Le prix Erwan Bergot récompense une oeuvre grand public, écrite en langue française, célébrant un exemple d’engagement au service de la France et de ses valeurs essentielles. Il affirme la reconnaissance d’un état d’esprit commun à la société et à l’armée de terre : solidarité, dévouement, dépassement de soi, courage, adaptation.
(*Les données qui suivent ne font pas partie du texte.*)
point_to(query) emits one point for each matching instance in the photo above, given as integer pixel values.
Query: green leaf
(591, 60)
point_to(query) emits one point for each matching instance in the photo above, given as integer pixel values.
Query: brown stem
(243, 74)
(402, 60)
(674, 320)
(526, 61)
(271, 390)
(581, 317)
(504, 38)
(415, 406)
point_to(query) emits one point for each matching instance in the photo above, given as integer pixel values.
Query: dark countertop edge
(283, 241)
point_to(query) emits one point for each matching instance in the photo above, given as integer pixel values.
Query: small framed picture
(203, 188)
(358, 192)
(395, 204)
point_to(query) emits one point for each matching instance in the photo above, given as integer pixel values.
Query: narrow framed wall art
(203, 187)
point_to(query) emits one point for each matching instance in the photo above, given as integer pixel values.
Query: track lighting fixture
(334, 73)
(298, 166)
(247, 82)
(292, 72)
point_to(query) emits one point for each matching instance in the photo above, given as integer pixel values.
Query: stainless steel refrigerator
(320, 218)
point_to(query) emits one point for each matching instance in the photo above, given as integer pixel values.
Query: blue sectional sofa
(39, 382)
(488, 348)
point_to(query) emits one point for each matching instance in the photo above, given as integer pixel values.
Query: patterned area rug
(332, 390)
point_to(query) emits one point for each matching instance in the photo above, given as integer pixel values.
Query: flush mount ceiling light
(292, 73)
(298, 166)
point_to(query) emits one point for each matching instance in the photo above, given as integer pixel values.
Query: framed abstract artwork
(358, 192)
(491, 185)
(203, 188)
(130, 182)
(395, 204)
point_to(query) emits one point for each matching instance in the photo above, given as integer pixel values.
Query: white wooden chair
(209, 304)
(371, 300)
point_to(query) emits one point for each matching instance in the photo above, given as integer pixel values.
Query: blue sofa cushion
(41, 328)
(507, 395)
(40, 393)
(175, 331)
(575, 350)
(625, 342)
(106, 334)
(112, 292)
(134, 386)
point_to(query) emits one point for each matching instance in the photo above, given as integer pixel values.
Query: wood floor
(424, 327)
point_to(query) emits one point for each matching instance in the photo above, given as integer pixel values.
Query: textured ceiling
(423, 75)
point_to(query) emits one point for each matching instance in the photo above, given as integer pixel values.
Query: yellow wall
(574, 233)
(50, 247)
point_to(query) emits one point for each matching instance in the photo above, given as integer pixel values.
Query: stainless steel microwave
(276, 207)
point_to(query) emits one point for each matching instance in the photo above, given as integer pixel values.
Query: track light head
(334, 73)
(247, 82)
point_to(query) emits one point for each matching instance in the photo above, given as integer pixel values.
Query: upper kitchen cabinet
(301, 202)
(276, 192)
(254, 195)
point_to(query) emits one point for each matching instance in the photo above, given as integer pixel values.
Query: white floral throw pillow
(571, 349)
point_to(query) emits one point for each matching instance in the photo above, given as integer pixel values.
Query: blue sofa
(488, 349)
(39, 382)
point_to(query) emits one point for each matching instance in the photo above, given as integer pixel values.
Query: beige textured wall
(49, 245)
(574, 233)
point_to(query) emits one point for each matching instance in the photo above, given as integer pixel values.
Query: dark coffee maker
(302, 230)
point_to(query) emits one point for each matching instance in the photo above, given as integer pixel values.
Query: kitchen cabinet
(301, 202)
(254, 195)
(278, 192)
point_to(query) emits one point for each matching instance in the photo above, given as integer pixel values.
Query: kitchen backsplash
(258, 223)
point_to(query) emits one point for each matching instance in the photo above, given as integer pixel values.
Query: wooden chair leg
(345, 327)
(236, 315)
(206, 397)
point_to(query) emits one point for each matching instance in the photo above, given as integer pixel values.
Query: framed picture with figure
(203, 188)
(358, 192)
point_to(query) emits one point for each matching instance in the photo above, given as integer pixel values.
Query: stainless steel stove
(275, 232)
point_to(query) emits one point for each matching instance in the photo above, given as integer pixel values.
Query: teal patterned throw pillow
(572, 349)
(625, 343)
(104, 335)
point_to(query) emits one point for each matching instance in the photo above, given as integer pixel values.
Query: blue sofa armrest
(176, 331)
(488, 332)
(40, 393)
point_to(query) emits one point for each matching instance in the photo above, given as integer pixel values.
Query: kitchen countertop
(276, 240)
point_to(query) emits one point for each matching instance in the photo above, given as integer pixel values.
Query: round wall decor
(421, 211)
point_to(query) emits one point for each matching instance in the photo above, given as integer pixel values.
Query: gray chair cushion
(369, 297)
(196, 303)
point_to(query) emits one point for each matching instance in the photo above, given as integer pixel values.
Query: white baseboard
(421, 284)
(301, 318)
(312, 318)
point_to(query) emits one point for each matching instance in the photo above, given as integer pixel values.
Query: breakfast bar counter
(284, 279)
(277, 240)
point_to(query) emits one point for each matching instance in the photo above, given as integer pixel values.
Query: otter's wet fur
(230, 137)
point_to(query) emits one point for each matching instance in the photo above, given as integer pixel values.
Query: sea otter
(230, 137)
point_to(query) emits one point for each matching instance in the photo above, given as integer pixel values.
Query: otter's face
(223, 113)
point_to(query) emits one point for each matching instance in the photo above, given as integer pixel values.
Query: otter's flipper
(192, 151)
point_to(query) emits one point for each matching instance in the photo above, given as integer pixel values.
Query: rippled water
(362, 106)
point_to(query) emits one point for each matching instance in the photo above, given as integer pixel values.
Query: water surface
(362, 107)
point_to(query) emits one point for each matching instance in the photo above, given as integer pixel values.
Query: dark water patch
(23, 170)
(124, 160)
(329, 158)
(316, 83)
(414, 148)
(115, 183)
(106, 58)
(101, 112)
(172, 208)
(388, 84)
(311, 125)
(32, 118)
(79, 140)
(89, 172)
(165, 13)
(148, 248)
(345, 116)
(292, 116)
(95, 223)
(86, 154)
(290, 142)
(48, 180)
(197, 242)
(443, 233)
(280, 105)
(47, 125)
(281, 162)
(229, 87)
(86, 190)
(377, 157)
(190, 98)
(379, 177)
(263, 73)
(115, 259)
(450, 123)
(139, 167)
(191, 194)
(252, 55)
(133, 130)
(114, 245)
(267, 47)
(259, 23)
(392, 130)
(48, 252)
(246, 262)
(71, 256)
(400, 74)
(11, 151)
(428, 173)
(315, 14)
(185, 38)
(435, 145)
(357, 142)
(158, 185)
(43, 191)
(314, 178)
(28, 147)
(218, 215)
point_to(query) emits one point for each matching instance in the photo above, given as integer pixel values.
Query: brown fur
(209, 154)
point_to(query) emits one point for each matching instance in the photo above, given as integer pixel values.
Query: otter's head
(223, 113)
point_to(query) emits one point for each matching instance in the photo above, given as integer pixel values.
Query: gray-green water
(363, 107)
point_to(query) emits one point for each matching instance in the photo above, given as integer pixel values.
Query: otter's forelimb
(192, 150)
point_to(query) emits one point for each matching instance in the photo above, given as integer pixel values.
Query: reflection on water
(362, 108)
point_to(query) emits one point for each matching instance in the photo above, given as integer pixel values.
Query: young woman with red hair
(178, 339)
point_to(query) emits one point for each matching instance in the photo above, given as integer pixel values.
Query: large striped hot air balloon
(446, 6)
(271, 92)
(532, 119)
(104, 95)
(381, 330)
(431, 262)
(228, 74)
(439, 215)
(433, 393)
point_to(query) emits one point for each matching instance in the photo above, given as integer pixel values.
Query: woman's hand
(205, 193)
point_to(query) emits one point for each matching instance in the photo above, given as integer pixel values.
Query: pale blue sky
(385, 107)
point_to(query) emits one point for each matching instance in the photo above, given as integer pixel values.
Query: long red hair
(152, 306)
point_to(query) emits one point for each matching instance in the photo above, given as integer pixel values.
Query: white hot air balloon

Il a été remis le 30 mai 2011 à Guillemette de Sairigné pour son ouvrage La Circassienne, biographie d’une des dernières femmes d’épopée du XXe siècle : Leïla du Luart. Née en 1898 à Saint-Pétersbourg, fille du général Hagondokoff, elle connaîtra la vie sauvage en Manchourie comme les fastes de la cour du tsar. Dès l’âge de 17 ans, elle est infirmière pour l’armée russe. Réfugiée à Shangaï après la révolution, elle choisit de s’exiler en France où Coco Chanel l’engage comme mannequin et où elle épouse Ladislas du Luart. Lorsqu’éclate la guerre d’Espagne, elle s’engage dans l’assistance aux blessés et met en place une formation chirurgicale mobile pour venir en aide aux unités combattantes de la Légion étrangère. Elle ira sur tous les fronts. En 1941, à Rabat, elle est nommée marraine du 1er régiment étranger de cavalerie. En 1945, elle franchit le Rhin parmi les premières et défile à Paris le 14 juillet. Commandeur de la Légion d’honneur, grand officier de l’ordre national du Mérite, elle totalise six citations dont trois à l’ordre de l’armée. Décédée le 21 janvier 1985, ses obsèques se déroulent en l’église Saint-Louis des Invalides. Elle est inhumée au carré de la Légion du cimetière russe de Sainte-geneviève-des-Bois.

Guillemette de Sairigné, La Circassienne, Paris, Robert Laffont, 502 p.